How many times have your employees — or even potential employees — expressed concerns about the rising health insurance costs that your small business provides? It’s an employee concern that most small business owners dread discussing. Furthermore, providing comprehensive healthcare can be a substantial cost burden. There are small business owners who can afford to provide a competitive benefits package in the short-term. But many are not aware that their rates can increase in the long-term as the result of employee illnesses that require substantial medical care and cost.

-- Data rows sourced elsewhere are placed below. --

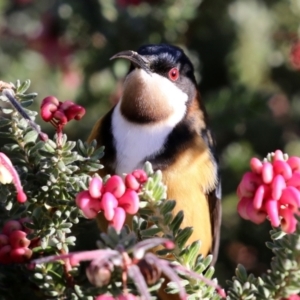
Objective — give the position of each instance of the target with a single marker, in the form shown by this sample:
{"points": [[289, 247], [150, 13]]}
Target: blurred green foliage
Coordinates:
{"points": [[241, 49]]}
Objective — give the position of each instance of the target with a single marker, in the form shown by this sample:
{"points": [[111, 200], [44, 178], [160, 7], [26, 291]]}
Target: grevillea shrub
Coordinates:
{"points": [[50, 195]]}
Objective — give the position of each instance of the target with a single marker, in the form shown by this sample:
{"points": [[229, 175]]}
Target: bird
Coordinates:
{"points": [[160, 117]]}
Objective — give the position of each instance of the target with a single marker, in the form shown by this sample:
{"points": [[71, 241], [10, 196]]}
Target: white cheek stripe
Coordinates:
{"points": [[134, 142]]}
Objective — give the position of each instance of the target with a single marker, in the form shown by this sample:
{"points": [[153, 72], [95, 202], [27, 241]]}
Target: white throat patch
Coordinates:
{"points": [[134, 142]]}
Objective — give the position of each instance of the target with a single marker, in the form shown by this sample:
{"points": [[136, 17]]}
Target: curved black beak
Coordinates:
{"points": [[137, 60]]}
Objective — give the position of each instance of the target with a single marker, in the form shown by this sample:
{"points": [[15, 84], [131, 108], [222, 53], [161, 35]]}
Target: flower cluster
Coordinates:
{"points": [[272, 189], [8, 174], [115, 198], [14, 244], [60, 113]]}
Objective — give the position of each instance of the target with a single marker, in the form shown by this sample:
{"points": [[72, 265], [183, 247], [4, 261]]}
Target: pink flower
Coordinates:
{"points": [[120, 297], [292, 297], [271, 189], [60, 113], [295, 55], [115, 198], [8, 174], [15, 247]]}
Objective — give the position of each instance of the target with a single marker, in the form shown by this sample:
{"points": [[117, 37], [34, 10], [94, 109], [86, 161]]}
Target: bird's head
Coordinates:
{"points": [[159, 85]]}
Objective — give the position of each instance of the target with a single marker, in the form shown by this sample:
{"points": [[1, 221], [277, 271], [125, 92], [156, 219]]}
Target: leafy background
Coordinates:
{"points": [[247, 64]]}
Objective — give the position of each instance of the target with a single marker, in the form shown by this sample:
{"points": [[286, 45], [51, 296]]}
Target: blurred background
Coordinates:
{"points": [[247, 59]]}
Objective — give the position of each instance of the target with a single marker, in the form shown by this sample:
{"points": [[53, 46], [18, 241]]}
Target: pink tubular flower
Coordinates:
{"points": [[60, 113], [271, 189], [292, 297], [15, 247], [120, 297], [8, 174], [115, 198]]}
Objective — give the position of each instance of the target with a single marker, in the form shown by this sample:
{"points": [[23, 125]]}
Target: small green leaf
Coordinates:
{"points": [[150, 232], [23, 87], [175, 224]]}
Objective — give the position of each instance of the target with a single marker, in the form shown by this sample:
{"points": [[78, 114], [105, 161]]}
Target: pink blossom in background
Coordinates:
{"points": [[292, 297], [120, 297], [271, 188], [114, 199]]}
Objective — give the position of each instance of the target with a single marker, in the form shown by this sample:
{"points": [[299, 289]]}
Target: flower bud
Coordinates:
{"points": [[95, 187], [108, 204], [130, 202], [119, 218], [4, 240], [20, 255], [99, 276], [115, 185], [5, 254]]}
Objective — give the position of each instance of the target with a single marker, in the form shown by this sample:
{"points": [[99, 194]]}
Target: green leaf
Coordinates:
{"points": [[4, 122], [175, 224], [23, 87], [6, 111], [150, 232], [98, 153], [183, 236], [69, 146], [167, 206]]}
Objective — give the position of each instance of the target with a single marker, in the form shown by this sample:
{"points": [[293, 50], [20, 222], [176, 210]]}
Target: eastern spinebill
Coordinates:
{"points": [[160, 118]]}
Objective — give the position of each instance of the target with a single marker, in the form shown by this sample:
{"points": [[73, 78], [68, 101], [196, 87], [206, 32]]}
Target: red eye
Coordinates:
{"points": [[174, 74]]}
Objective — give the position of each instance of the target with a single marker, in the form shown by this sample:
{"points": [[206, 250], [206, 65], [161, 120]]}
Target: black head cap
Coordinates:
{"points": [[163, 57]]}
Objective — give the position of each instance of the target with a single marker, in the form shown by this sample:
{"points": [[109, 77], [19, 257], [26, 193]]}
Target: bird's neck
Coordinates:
{"points": [[134, 142]]}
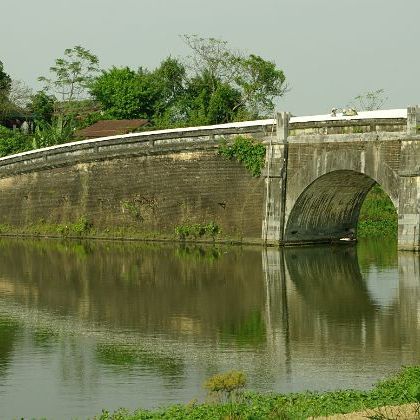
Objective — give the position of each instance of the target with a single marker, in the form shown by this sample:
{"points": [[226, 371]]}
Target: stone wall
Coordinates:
{"points": [[149, 184]]}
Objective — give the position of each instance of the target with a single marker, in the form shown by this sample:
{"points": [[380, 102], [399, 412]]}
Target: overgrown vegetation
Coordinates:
{"points": [[197, 230], [226, 387], [400, 389], [378, 216], [247, 151], [212, 84]]}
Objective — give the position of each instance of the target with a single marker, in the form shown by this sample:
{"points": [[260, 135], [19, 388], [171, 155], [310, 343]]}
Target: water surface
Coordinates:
{"points": [[92, 325]]}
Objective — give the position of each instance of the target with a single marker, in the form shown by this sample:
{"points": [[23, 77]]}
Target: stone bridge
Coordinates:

Often times, small businesses implement a health insurance plan one year. But they see their costs skyrocket in subsequent years due to the health experience of their small employee base. If there have been health conditions that resulted in significant costs, then insurance rates for the small group plan rise. And a once competitive plan becomes a cost burden to the company. When a small or medium-sized business obtains its own health care coverage and is faced with a significant rate increase due to the performance or cost burden generated by the small pool of employees, difficult choices emerge:
• Eliminate or reduce coverage
To help protect themselves from these types of increases, many small businesses choose to partner with a Professional Employer Organization (PEO). PEOs operate under a co-employment model which is based on a commitment by the PEO to share employment-related risk with clients; thereby helping to reduce financial exposure.
In terms of health insurance, the co-employment model can provide extra protection for the client when facing the future impact of serious and costly employee medical conditions. Why? Because the co-employment model allows the fiscal impact of one person’s illness to be spread across the entire healthcare pool in the PEO co-employment relationship (e.g. thousands of employees), instead of just the small number of employees the small business has on its own. This buying power is something that typically would be only available to larger companies. Small employers cannot exercise these economies of scale on their own. (Milt Freudenheim, “At a Small Business, One Illness Can Send Insurance Costs Soaring,” Wall Street Journal, May 5, 2007, page A1.)
It’s important to consider partnering with a PEO before significant health care issues and rate increases occur. Once you are in the PEO relationship, as a co-employer, the PEO will no longer have visibility to health care performance of your individual company employees. Then determine rates based on the performance of the larger pool. When evaluating PEOs, ask for their average medical rate increase over the past few years. Then, get an idea of what the experience of the pool has been. While not an indication of future performance, it will indicate how well the pool has been underwritten and managed in the past.